Friends or foes? Emerging insights from fungal interactions with plants

Abstract

Fungi interact with plants in various ways, with each interaction giving rise to different alterations in both partners. While fungal pathogens have detrimental effects on plant physiology, mutualistic fungi augment host defence responses to pathogens and/or improve plant nutrient uptake. Tropic growth towards plant roots or stomata, mediated by chemical and topographical signals, has been described for several fungi, with evidence of species-specific signals and sensing mechanisms. Fungal partners secrete bioactive molecules such as small peptide effectors, enzymes and secondary metabolites which facilitate colonization and contribute to both symbiotic and pathogenic relationships. There has been tremendous advancement in fungal molecular biology, omics sciences and microscopy in recent years, opening up new possibilities for the identification of key molecular mechanisms in plant-fungal interactions, the power of which is often borne out in their combination. Our fragmentary knowledge on the interactions between plants and fungi must be made whole to understand the potential of fungi in preventing plant diseases, improving plant productivity and understanding ecosystem stability. Here, we review innovative methods and the associated new insights into plant-fungal interactions.

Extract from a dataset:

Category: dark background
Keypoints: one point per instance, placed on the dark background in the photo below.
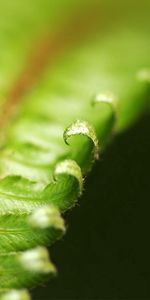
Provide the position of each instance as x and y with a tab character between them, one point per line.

Keywords: advanced microscopy; crop productivity; phytopathogenic and symbiotic fungi; plant defence response; plant receptors; plant–fungal interactions.

Figure 1.

Comparison of different plant–fungus interactions. Mutualistic associations occupy the mutual benefit (+ +) quadrant in diagrams contrasting the relative benefits (+) or harm (–) to two interacting organisms. The figure was redrafted with permission from Adjunct Associate Professor Mark Brundrett, Plant Biology, University of Western Australia; (http://mycorrhizas.info/download/pdf/symb-assoc.pdf).

Figure 2.

Mycoparasitic attack of T. atroviride induces tip growth arrest, tip swelling and cell lysis in B. cinerea. (A) Before B. cinerea (expressing cytoplasmic GFP; Schumacher et al.2012) is attacked by T. atroviride, the apical cell wall extends quickly and hence shows only weak staining with the chitin-specific fluorescent dye Congo Red (arrowheads). (B) As soon as there is an attack, hyphal tip growth arrests, leading to tip swelling and increased deposition of chitin in the apical cell wall (arrowheads). (C) Tip lysis of the prey hypha results in the release of cytoplasm into the surroundings (asterisks and inset), which can be used as nutrient substrate by T. atroviride. Scale bars, 20 μm.

Figure 3.

Disease cycle. For details see text.

Figure 4.

Schematic representation of induced immune responses in plants. SAR is a long-lasting and broad-spectrum induced disease resistance and evidence accumulated that the SA-induced pathway is primarily triggered by fungal biotrophic pathogens while the pathway induced by necrotrophic and symbiotic fungi relies on JA and ET as signalling molecules and is designated as ISR (Induced Systemic Resistance) (adopted from Pieterse et al. ; redrafted with permission).

Figure 5.

Signalling in plant–fungal pathogen interaction. The first defence line of plants is based on receptor proteins located in the plasma membrane. PRRs recognize conserved microbial structures (MAMPs/PAMPs) which lead to activation of PTI via calcium signalling and MAPK cascades. Pathogens interfere with PTI through effectors, inducing susceptibility known as effector-triggered susceptibility (ETS) by blocking the PTI response. On the other hand, effector recognition by plant R proteins triggers an immune reaction designated as effector-triggered immunity (ETI) (adopted from Kazan and Lyons ; redrafted with permission).

Figure 6.

(a) Disease triangle illustrating the interactions among pathogen, host and the environment. The triangle serves as a conceptual model describing the environmental factors that may affect the host–pathogen interaction and favour disease in the development of an epidemic. Climate directly and indirectly affects plant health by altering abiotic conditions. It also has an influence on forest health by directly acting on various pathogens (insect pests and fungal symbionts). (b) The interactions among G. clavigera, its vector mountain pine beetle (MPB) and their host trees (P. contorta) under climate change. (I) Climate change causing e.g. drought may stress the trees. (II) Mountain pine beetle builds galleries in the infected conifer during range expansion and mass attack. A culture of Grosmannia clavigera is isolated from infected conifer. (III). Many lodgepole pines are killed during the epidemics in BC, Canada.